Aliás, há gente a ser enviada para o outro mundo em doses pantagruélicas e, com tanta confusão, o leitor chega ao fim provavelmente cansado e ligeiramente atordoado. Porque não há uma, mas sim duas sociedades secretas, há um herói “bom” e um “mau” – cuja intenção é, evidentemente, a de “controlar o mundo” – e, pelo meio, somos empurrados de um lado para o outro, entre pânico, colisões, mortes, tortura, a máfia russa, financeiros corruptos, segredos inqualificáveis, perseguições de automóvel – pressurosamente referenciadas pelo autor como semelhantes à do filme Bullitt – falsas identidades, piruetas, “pens” com códigos secretos, explosões, fogo posto, muitos vidros partidos e sangue a escorrer em torrentes. Acrescente-se que não é suficiente descrever detalhadamente a destruição de coisas, propriedades, vidas, criar personagens violentas, donzelas em perigo e garbosos heróis – é-nos dito que Sam Capra (que tem um filho pequeno escondido e a mulher em coma num hospital de alta segurança) é um belo homem – para desenvolver uma boa estrutura narrativa. Expressões como “o destino cruel”, frases como “a voz (dele) era fria como água num dia quente (!)”, pedantismos como a explicação de que o nome Belias, vem do hebreu Belial (Diabo) ou a tentativa de fazer desta história uma parábola fausteana da ganância e da cupidez, (que saudades de malfeitores como o satânico Dr. No ou o malévolo Goldfinger!) e o encadeado, por vezes desconexo, de situações bizarras e confusas, não chegam para prender a atenção de leitores mais exigentes.

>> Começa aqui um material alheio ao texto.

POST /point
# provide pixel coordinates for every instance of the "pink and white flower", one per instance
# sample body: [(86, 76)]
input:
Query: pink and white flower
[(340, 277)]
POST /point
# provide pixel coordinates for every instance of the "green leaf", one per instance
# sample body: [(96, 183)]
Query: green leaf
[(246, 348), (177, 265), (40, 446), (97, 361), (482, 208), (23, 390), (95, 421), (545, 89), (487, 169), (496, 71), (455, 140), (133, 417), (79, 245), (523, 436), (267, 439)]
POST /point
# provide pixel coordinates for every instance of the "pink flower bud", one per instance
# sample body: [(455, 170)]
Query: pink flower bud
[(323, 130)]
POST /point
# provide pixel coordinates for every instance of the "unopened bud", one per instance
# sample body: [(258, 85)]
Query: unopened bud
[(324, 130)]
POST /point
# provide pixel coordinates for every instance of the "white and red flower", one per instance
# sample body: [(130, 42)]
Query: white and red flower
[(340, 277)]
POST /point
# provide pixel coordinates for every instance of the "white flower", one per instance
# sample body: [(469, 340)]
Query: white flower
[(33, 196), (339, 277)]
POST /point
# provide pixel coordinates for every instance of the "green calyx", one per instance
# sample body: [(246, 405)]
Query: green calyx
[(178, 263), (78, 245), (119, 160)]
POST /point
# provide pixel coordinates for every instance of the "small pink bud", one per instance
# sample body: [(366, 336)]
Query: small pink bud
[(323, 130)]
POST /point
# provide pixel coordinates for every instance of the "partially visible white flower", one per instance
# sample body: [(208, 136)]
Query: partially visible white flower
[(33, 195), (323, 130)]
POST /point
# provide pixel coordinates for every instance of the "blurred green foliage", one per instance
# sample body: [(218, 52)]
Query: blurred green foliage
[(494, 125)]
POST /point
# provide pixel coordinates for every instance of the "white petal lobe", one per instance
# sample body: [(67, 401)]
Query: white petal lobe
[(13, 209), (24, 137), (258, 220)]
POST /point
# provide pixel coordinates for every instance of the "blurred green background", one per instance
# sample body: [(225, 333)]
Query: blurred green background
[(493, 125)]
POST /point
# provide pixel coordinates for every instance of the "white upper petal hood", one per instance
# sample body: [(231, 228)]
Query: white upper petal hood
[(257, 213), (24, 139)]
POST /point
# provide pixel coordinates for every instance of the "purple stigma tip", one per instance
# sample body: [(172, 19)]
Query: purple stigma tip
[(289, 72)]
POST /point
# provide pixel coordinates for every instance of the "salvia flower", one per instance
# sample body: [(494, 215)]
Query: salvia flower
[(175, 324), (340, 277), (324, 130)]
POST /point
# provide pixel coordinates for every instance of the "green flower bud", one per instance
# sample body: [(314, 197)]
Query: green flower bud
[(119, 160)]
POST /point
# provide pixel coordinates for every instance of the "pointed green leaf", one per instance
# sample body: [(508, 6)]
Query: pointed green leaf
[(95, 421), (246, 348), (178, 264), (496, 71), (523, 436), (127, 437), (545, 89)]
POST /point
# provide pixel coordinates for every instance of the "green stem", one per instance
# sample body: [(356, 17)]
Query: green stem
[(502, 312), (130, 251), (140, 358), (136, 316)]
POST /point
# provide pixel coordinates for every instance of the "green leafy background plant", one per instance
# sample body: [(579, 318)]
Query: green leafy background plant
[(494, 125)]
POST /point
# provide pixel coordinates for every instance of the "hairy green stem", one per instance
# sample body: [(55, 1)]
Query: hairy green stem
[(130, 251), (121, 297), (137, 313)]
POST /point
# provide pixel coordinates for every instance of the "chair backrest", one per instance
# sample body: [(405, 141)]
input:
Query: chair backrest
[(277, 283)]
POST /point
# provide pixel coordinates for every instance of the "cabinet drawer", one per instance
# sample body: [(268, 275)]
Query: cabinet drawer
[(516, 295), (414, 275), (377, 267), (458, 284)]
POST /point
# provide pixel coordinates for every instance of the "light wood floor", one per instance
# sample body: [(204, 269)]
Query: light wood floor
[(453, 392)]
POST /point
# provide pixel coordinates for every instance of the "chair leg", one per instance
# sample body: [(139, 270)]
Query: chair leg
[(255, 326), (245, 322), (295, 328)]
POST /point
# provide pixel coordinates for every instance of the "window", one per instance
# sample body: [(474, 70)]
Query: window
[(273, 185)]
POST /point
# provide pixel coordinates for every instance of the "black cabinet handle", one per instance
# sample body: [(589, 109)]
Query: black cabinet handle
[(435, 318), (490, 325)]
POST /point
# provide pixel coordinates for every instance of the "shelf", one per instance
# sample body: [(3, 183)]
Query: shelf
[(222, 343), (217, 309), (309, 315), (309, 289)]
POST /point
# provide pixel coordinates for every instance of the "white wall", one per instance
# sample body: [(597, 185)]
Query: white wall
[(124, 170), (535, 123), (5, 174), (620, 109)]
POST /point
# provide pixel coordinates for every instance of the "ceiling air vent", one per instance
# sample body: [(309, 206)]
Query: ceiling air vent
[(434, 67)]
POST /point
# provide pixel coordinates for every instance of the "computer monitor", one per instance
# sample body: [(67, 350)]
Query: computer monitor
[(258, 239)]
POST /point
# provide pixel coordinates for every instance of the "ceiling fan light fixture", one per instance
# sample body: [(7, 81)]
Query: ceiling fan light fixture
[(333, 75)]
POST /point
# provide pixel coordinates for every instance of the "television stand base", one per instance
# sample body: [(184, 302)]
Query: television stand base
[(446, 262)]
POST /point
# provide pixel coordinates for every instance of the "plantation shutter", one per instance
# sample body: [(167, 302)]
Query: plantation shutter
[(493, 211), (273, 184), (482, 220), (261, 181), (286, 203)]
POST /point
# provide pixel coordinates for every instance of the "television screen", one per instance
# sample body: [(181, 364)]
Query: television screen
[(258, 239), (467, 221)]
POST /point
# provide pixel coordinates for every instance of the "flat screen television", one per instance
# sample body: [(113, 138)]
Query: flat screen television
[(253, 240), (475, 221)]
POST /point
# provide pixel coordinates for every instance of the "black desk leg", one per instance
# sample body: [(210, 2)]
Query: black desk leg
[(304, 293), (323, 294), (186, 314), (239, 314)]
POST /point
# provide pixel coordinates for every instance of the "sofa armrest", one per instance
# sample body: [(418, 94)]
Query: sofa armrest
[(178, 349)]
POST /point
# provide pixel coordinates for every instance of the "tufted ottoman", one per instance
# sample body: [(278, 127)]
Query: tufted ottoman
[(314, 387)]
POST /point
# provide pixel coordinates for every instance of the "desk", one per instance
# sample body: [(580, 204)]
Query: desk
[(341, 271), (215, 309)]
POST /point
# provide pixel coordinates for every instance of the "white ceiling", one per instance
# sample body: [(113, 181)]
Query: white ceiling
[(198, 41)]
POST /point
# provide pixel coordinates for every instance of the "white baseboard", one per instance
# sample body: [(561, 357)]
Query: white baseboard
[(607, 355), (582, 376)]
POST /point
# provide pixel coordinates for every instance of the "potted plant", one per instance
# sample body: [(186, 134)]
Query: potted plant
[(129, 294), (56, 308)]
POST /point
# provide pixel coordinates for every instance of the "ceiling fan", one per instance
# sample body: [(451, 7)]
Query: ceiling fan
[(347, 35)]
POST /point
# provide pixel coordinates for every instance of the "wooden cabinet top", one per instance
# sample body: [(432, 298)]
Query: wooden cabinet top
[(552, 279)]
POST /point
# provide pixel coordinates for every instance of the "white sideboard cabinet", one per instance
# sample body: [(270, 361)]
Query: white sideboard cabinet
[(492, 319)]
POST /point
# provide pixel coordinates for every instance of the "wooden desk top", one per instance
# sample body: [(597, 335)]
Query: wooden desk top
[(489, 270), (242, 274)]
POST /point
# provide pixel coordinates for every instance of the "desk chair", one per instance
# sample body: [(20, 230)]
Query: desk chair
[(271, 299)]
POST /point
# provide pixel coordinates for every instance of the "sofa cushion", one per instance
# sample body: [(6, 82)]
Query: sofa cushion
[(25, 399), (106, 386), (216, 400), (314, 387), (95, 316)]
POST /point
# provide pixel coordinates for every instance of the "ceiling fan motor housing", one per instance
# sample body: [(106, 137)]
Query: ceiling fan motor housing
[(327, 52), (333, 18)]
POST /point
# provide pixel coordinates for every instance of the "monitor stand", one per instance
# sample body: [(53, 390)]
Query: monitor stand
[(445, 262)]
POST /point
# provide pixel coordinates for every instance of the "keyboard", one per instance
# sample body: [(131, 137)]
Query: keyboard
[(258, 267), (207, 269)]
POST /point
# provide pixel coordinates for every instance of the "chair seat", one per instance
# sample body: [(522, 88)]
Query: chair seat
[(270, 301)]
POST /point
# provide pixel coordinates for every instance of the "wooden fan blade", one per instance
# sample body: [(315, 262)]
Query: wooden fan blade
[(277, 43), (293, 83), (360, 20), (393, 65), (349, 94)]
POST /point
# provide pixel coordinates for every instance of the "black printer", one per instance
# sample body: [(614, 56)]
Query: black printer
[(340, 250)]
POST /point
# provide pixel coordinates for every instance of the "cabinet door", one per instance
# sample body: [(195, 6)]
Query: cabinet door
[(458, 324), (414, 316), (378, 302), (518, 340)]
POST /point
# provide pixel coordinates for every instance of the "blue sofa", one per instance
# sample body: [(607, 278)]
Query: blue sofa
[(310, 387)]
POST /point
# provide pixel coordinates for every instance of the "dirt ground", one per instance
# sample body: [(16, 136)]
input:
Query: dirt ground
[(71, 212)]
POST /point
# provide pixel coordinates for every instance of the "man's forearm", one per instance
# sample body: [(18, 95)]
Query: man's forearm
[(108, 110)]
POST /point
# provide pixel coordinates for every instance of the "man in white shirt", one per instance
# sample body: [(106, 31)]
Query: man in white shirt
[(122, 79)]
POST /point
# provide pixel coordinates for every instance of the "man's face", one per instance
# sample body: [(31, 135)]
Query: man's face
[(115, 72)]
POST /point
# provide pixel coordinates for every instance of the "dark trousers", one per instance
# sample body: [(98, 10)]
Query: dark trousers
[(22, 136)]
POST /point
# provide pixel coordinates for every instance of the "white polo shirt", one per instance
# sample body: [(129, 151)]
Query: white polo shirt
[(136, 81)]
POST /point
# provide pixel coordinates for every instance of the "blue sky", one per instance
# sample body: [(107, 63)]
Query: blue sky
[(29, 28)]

Jeff Abbott, que tem ganho prémios sobre prémios e mantém um ritmo de produção invejável, tem-se especializado em sequelas nas quais, cena após cena, é possível detectar a cadência sincopada, os tiques, as imagens de uma linguagem que funciona certamente com muito mais eficácia em adaptações para cinema ou televisão.